Technology scaling has enabled fast advancement of computing architectures through high-density integration of components and cores, and the provision of powerful systems on chip (SoC), e.g. NVIDIA Jetson, AMD/Xilinx UltraScale+ FPGA, ARM big.LITTLE. However, such systems are becoming hot and more prone to failure and timing violations as clock speed limits are reached. Therefore, parts of SoCs must be turned off to stay within thermal limits ("dark silicon"). This shifts challenges away from making designs smaller, setting the new focus on systems that are ultra-low power, resilient and autonomous in their adaptation to anomalies, faults, timing violations and performance degradation. There is a significant increase in numbers of temporary faults caused by radiation, and permanent faults due to manufacturing defects and stress. ITRS (https://irds.ieee.org/) estimates significant device failure rates, e.g., due to wear-out, in the short term. Hence, a critical requirement for such systems is to effectively perform detection and analysis at runtime, within a minimal area and power overhead. This is at odds with current state-of-the-art, including error correcting codes (ECC), built-in-self-test (BIST), localized fault detection, and traditional modular redundancy strategies (TMR), all resulting in prohibitively high system overheads and an inability to adapt, locate or predict faults. At the same time, technology diversification (More than Moore) is making fast progress, delivering technologies such as, e.g., memristors, graphene nanowires, etc. The current major issue of these technologies is large device variability preventing efficient scalability and usability. In this case, there are not even systematic state-of-the-art error correction or fault control strategies available yet.
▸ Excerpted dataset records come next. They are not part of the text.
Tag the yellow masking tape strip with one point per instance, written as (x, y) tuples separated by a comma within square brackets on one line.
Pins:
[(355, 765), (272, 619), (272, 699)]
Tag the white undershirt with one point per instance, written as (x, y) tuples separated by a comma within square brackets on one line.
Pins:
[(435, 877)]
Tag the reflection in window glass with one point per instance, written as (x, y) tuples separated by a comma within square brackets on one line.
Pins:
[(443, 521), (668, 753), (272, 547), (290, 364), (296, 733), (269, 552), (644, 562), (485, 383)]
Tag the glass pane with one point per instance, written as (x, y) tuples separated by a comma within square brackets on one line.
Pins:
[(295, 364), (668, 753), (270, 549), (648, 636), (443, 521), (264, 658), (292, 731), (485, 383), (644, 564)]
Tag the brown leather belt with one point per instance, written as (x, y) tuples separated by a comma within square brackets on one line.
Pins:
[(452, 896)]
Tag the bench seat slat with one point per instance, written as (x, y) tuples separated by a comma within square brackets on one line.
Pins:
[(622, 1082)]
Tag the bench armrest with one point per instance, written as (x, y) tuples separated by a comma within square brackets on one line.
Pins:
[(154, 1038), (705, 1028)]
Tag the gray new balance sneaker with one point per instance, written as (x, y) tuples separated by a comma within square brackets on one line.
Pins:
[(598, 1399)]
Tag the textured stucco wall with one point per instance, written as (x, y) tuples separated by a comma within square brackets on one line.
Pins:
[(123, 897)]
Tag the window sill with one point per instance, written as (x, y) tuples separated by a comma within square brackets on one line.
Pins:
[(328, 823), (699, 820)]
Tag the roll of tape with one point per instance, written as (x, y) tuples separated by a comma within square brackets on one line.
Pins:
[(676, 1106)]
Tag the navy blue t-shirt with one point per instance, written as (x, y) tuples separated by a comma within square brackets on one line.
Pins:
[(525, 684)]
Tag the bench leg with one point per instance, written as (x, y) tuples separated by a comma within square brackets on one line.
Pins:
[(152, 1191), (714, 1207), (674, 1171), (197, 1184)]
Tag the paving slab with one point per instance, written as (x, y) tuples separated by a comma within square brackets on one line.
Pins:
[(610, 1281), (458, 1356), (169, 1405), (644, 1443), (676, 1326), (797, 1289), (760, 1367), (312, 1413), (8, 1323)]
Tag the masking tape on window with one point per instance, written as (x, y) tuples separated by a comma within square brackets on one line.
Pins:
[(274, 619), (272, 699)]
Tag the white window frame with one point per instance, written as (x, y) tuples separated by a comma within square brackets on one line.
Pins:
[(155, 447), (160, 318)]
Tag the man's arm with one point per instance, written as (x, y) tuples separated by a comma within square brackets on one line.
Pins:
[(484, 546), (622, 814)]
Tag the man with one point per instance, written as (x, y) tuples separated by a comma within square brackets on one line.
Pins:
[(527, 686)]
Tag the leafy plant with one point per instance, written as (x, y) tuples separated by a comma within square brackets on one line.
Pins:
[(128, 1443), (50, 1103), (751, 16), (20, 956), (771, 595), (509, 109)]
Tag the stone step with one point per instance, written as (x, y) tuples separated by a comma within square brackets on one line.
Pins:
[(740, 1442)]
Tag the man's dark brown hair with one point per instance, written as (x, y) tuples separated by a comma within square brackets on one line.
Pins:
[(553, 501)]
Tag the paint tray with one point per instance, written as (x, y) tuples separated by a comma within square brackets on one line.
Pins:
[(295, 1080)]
This Nervous System on Chip tutorial is therefore discussing bio-inspired solutions becoming viable with the neuromorphic hardware design concepts becoming more mature. We will briefly introduce the principles of spiking neural networks, biological nervous systems, unconventional computing, and how to translate key concepts into functional hardware systems. We will primarily focus on SNNs for fault-tolerance, nervous system sense/act pathways, and multi-objective novelty search as an artificial nervous systems design methodology. Case studies will include an efficient SNN-based approach to detect timing violations in digital hardware, consider how efficient neuromorphic hardware may be achieved using a reservoir computing model, and highlight the challenges ahead. There will be some opportunity to run, for example, SNN, reservoir computing, or novelty search examples in simulation during a hands-on session.